SageMaker Neo deep learning runtime

You can use the SageMaker Neo deep learning runtime to perform inference with optimized machine learning models on your Amazon IoT Greengrass devices. These models are optimized using the SageMaker Neo deep learning compiler to improve machine learning inference prediction speeds. For more information about model optimization in SageMaker, see the SageMaker Neo documentation.

Note

Currently, you can optimize machine learning models using the Neo deep learning compiler in specific Amazon Web Services Regions only. However, you can use the Neo deep learning runtime with optimized models in each Amazon Web Services Region where Amazon IoT Greengrass core is supported. For information, see How to Configure Optimized Machine Learning Inference.

MXNet versioning

Apache MXNet doesn't currently ensure forward compatibility, so models that you train using later versions of the framework might not work properly in earlier versions of the framework. To avoid conflicts between the model-training and model-serving stages, and to provide a consistent end-to-end experience, use the same MXNet framework version in both stages.

MXNet on Raspberry Pi

Greengrass Lambda functions that access local MXNet models must set the following environment variable:

MXNET_ENGINE_TYPE=NativeEngine

You can set the environment variable in the function code or add it to the function's group-specific configuration. For an example that adds it as a configuration setting, see this step.

Note

For general use of the MXNet framework, such as running a third-party code example, the environment variable must be configured on the Raspberry Pi.

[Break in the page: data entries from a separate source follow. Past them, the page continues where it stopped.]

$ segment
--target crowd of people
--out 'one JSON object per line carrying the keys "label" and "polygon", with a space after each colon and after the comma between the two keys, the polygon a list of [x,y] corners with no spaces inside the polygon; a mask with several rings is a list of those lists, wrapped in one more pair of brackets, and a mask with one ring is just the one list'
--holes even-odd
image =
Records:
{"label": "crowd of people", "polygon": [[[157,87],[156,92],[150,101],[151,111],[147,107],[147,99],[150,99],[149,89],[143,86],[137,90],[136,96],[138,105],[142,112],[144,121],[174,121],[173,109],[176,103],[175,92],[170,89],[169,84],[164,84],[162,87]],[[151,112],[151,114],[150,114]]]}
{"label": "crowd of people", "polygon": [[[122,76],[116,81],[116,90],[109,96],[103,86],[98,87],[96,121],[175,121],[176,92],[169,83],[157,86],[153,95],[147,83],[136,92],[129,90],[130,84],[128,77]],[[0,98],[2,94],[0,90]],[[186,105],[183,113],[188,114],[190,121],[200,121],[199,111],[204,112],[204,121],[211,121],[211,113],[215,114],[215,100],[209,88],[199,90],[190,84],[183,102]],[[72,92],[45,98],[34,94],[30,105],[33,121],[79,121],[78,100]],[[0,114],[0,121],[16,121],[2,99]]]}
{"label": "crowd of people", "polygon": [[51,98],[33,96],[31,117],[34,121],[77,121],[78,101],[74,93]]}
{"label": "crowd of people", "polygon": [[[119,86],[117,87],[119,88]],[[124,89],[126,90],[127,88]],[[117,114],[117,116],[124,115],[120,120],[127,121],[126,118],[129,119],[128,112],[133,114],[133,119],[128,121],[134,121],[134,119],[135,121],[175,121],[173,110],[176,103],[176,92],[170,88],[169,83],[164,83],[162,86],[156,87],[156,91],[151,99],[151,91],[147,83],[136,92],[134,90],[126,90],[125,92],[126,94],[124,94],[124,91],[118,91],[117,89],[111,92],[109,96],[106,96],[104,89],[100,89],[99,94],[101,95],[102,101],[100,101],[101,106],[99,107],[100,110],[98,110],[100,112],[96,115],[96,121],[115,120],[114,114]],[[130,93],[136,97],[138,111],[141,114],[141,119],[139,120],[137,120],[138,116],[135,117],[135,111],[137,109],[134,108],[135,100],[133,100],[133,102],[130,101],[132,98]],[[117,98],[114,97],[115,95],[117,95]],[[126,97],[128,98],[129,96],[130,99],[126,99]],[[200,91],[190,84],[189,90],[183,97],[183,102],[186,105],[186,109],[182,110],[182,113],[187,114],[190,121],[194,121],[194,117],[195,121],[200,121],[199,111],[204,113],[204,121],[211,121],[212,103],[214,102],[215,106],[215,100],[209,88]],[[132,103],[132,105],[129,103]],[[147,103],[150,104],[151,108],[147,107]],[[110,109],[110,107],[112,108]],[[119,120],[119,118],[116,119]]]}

TensorFlow model-serving limitations on Raspberry Pi

The following recommendations for improving inference results are based on our tests with the TensorFlow 32-bit Arm libraries on the Raspberry Pi platform. These recommendations are intended for advanced users for reference only, without guarantees of any kind.

  • Models that are trained using the Checkpoint format should be "frozen" to the protocol buffer format before serving. For an example, see the TensorFlow-Slim image classification model library.

  • Don't use the TF-Estimator and TF-Slim libraries in either training or inference code. Instead, use the .pb file model-loading pattern that's shown in the following example.

    graph = tf.Graph() graph_def = tf.GraphDef() graph_def.ParseFromString(pb_file.read()) with graph.as_default(): tf.import_graph_def(graph_def)
Note

For more information about supported platforms for TensorFlow, see Installing TensorFlow in the TensorFlow documentation.